Une compétition inégale avec les locations de courte durée

L'autre point de friction soulevé par le rapport de l'Hotrec tient, sans surprise, au "cadre fiscal fragmenté et peu homogène" qui favorise les logements de courte durée et qui échappent donc, parfois et plus facilement, aux mêmes obligations fiscales que les hôteliers, ce qui crée une concurrence déséquilibrée.

Pour éviter la crise qui se profile dans le secteur, HOTREC appelle donc les décideurs nationaux et locaux à harmoniser la fiscalité entre l’hôtellerie traditionnelle et les offres de location courte durée et ce, "pour garantir l’équité concurrentielle".
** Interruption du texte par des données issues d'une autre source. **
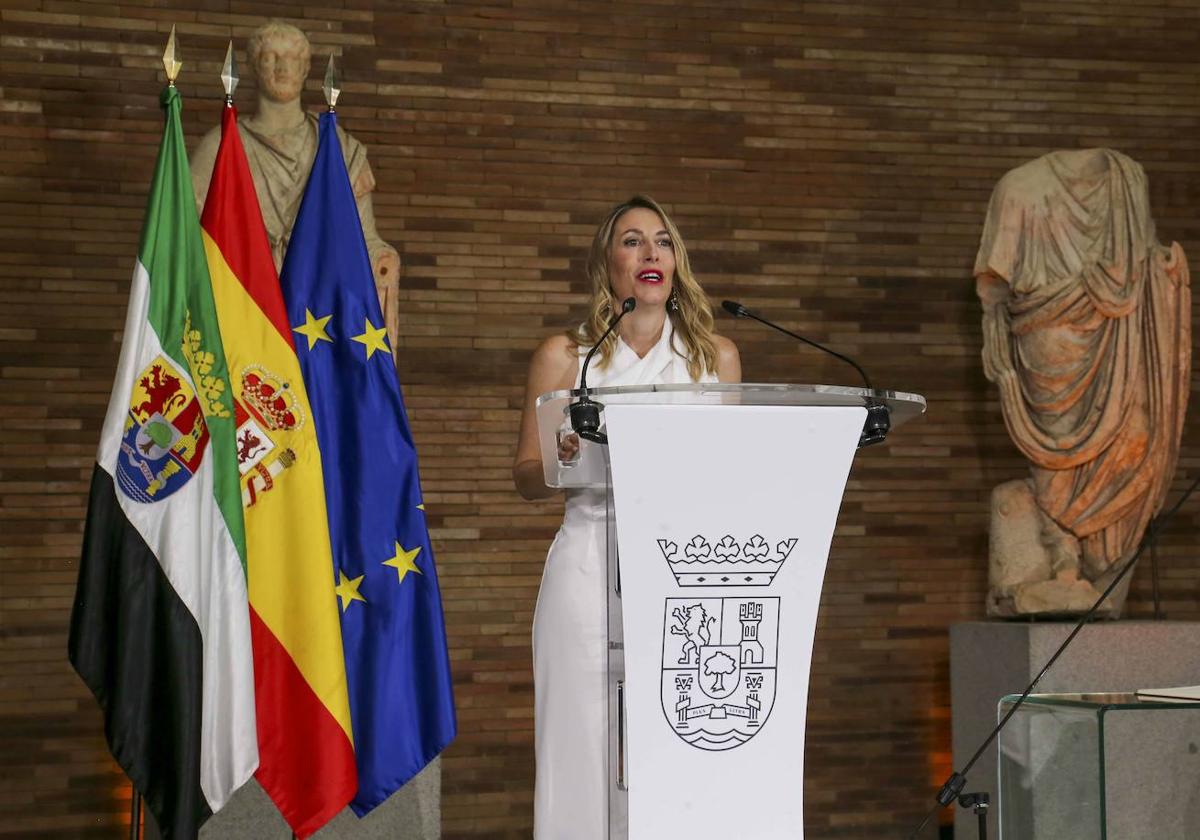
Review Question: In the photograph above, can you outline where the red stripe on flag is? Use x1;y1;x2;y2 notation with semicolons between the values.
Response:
200;106;294;346
250;608;356;838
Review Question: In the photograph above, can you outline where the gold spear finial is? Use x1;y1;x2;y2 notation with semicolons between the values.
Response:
323;54;340;111
221;40;238;103
162;25;182;85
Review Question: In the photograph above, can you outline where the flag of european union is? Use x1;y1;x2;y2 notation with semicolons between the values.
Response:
279;111;456;815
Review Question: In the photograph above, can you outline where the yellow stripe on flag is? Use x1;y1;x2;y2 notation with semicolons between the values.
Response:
204;231;353;741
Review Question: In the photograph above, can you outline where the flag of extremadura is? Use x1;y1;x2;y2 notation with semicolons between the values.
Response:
68;84;257;839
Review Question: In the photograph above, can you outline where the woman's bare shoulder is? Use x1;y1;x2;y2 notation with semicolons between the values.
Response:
529;333;580;389
714;333;738;353
713;334;741;382
534;332;576;356
714;334;740;363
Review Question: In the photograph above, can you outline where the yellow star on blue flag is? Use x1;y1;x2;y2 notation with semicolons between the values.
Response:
294;308;334;350
383;541;423;585
351;318;389;359
335;570;367;612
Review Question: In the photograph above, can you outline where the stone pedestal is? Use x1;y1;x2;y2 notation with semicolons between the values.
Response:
145;758;440;839
950;621;1200;839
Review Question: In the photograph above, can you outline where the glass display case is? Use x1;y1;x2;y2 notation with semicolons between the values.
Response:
998;692;1200;840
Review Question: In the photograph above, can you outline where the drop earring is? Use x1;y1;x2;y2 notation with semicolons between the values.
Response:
667;290;680;314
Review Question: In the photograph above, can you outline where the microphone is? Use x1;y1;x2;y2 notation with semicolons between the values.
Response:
569;296;636;445
720;299;890;447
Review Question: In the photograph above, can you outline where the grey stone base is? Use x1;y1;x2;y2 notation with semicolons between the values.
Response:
950;621;1200;839
145;758;440;839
Mais ce n'est pas tout ! Compte tenu des impacts lourdement prévisibles que cette étude relève, les syndicats hôteliers européens enjoignent les gouvernements locaux et nationaux à ne pas opter pour des hausses abruptes (qui relèvent de "l'impulsivité fiscale") mais, plutôt, d'adopter "une approche coordonnée entre fiscalité nationale et taxes locales, afin d’évaluer de manière plus responsable l’impact cumulé des prélèvements"
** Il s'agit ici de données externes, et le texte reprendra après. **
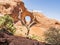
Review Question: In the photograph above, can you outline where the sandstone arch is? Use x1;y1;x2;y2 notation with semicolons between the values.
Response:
16;1;34;24
0;0;35;25
21;11;34;24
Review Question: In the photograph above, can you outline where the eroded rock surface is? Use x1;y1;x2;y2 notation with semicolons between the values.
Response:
0;0;34;24
0;0;60;42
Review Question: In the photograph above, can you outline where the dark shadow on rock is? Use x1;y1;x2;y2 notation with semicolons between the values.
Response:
0;29;45;45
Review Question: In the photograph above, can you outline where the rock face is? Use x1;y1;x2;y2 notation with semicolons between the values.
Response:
0;0;22;22
0;0;34;24
0;30;45;45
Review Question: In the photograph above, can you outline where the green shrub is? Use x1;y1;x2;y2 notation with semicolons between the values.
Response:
0;15;16;34
28;34;43;41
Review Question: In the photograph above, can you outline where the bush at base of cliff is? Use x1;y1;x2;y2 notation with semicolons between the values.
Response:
44;27;60;45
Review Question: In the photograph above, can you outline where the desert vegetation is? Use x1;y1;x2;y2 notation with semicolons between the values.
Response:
0;14;45;45
0;15;16;34
44;27;60;45
0;0;60;45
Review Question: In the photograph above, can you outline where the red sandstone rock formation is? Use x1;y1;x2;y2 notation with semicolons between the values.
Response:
0;0;34;24
0;0;60;42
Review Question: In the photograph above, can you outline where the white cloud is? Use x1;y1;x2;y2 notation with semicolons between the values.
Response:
32;10;42;12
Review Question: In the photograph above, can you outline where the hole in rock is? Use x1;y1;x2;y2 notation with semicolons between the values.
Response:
25;16;31;24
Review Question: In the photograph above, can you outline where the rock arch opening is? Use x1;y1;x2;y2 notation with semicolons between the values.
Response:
25;16;31;24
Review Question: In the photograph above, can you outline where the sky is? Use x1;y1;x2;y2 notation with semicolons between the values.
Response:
23;0;60;21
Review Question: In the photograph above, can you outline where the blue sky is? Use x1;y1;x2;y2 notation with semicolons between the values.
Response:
23;0;60;21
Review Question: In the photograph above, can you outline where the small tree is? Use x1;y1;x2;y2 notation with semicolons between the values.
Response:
44;27;60;45
0;15;16;34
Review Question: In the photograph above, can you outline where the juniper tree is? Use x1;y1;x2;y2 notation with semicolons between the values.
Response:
0;15;16;34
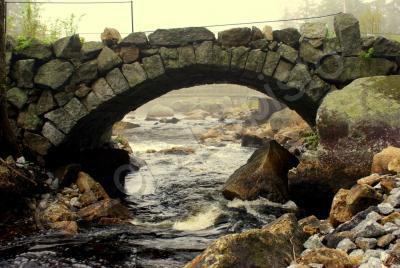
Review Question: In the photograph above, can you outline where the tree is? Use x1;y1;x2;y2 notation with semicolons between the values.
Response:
359;4;384;34
0;0;19;158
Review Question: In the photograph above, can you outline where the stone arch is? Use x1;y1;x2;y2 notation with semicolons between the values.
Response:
6;14;398;161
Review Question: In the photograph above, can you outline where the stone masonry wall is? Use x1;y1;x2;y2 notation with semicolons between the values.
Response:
4;13;400;162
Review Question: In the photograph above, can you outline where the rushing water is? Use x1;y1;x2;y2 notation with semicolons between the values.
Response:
0;115;297;268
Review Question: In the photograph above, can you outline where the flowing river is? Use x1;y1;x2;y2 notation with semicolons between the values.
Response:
0;114;297;268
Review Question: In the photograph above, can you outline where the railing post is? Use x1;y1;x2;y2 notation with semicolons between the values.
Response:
130;0;134;33
4;1;7;35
Enfin, lever plus d'impôts ne devrait pas pouvoir se faire sans s'assurer d'abord que les recettes tirées des taxes touristiques soient transparentes, proportionnées et, idéalement, réinvesties dans le développement local. Et sur ce point, nous savons tous qu'il y encore beaucoup de travail ... et de surprises en perspectives.